In our initial Inkscape tutorial, we covered the basic creation and manipulation of shapes such as stars, polygons, rectangles, spirals and circles. These objects in Inkscape allow us to create specific shapes in many different styles, based on tweaking a few variables of each object type. However, if you need to create a less than standard shape in inkscape, you will need to use Paths.

Using the pen tool to create a path

The pen tool is the quickest way to create a path with Inkscape. The default path type (and the one we are going to cover in this article) is the bezier path. To create a simple multi-line path segment in inkscape, choose the pen tool, and then left click on the canvas to create the points of your path. To stop adding points, right click anywhere on your canvas, and your path will appear:


If you want to create and enclosed path, create your points by left-clicking the canvas, and then left click on the start-of-path control handle to close the path:


The previous two examples demonstrated paths with straight lines. To create segments in your path that contain curves, click and drag with the mouse when placing a point:


Editing a path with the Node Tool

To edit paths further, you need to use the Node tool. When a path is selected, and the node tool is chosen, you will see all the nodes of the selected path. Left-click on a node to select it, and click and drag a node to move it around on the canvas. When you select a node, the curve handles of that node and the surrounding nodes will also appear.

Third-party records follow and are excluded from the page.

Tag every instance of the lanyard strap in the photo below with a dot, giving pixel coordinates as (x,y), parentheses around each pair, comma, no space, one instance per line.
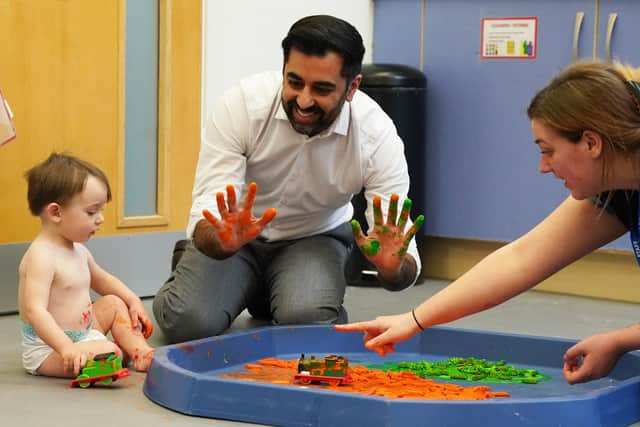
(634,233)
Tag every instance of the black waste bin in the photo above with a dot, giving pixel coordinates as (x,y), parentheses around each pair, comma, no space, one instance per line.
(401,92)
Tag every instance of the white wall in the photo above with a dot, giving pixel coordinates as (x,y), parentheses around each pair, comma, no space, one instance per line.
(242,37)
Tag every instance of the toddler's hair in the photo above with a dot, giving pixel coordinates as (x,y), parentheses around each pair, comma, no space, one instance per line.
(58,179)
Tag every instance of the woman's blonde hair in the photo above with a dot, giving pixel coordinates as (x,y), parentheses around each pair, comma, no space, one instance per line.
(595,96)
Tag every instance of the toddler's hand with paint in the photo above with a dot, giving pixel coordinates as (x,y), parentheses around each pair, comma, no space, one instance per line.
(386,245)
(237,225)
(140,320)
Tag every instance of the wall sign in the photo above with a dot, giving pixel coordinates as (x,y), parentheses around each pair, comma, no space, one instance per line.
(509,38)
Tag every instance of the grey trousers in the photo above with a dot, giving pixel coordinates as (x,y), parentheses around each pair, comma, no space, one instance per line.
(290,282)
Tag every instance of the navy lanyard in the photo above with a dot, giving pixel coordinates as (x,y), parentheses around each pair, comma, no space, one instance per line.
(634,233)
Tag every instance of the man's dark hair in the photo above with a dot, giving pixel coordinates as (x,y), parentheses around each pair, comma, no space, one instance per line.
(317,34)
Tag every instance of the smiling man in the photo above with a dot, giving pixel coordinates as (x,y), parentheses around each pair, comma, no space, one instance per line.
(300,143)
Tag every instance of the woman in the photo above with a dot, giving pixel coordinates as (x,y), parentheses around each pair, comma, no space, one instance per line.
(586,122)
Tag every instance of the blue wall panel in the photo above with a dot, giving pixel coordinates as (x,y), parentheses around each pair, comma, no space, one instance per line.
(396,32)
(482,179)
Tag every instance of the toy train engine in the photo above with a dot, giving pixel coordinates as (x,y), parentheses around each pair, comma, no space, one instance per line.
(332,369)
(103,369)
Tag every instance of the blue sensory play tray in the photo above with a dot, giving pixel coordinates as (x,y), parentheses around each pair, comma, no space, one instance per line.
(185,377)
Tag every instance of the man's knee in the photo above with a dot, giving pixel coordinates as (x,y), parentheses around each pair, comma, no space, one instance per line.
(293,314)
(183,321)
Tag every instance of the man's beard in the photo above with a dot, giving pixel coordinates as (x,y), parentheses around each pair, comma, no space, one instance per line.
(324,121)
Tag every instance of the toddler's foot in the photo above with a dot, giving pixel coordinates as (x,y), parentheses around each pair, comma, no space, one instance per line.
(141,361)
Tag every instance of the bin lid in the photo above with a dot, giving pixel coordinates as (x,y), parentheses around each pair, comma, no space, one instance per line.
(392,75)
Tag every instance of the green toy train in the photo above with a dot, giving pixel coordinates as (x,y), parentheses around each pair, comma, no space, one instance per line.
(103,369)
(332,369)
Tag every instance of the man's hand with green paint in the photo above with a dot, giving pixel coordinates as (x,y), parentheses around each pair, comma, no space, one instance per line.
(386,245)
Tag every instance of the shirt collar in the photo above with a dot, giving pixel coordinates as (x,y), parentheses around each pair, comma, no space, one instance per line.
(340,125)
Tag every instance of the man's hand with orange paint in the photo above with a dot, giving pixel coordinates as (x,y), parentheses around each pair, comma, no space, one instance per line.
(237,225)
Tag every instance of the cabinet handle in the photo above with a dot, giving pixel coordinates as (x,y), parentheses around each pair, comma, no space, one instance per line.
(610,27)
(577,25)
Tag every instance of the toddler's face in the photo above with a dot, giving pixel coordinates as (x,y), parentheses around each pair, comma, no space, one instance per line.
(82,215)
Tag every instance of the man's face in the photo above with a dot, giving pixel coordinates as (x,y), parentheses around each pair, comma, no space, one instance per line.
(314,90)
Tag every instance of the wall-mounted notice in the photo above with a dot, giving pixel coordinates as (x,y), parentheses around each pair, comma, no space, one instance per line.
(509,38)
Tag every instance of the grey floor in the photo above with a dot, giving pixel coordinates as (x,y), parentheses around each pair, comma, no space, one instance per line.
(28,401)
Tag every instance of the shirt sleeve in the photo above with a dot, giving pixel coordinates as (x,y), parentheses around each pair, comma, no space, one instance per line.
(222,159)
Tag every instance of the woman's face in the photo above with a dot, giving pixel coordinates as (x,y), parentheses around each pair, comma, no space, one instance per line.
(579,164)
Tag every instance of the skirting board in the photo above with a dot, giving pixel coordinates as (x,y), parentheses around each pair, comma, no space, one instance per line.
(604,274)
(142,261)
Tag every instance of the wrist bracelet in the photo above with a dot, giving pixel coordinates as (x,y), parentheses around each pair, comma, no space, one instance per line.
(413,312)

Click and drag these handles to edit the shapes of your curves:



With the node editing tool, you can also add nodes by double clicking the path, adding a node where you double click:

Finally, if you have a path that is just straight segments, you can convert a segment to a curve by first selecting the node, holding down shift, and dragging in the direction you want to add the curve:


The Node Tool also has many other options in the Tools Control Bar that we haven’t covered here, including different node types, and additional ways of adding and removing nodes.  Check out the editing paths section in the Inkscape Book for detailed information on many of the ways to edit paths.

Converting objects to paths

In Inkscape, you are also able to convert objects – like stars, rectangles, circles, and even text – to paths so you can manipulate them in ways the object does not allow you to do. To convert an object to a path, first select the object, then choose Path > Object to Path.



Once you have started to play and perfect the use of paths in inkscape, you will be able to illustrate just about anything in Inkscape.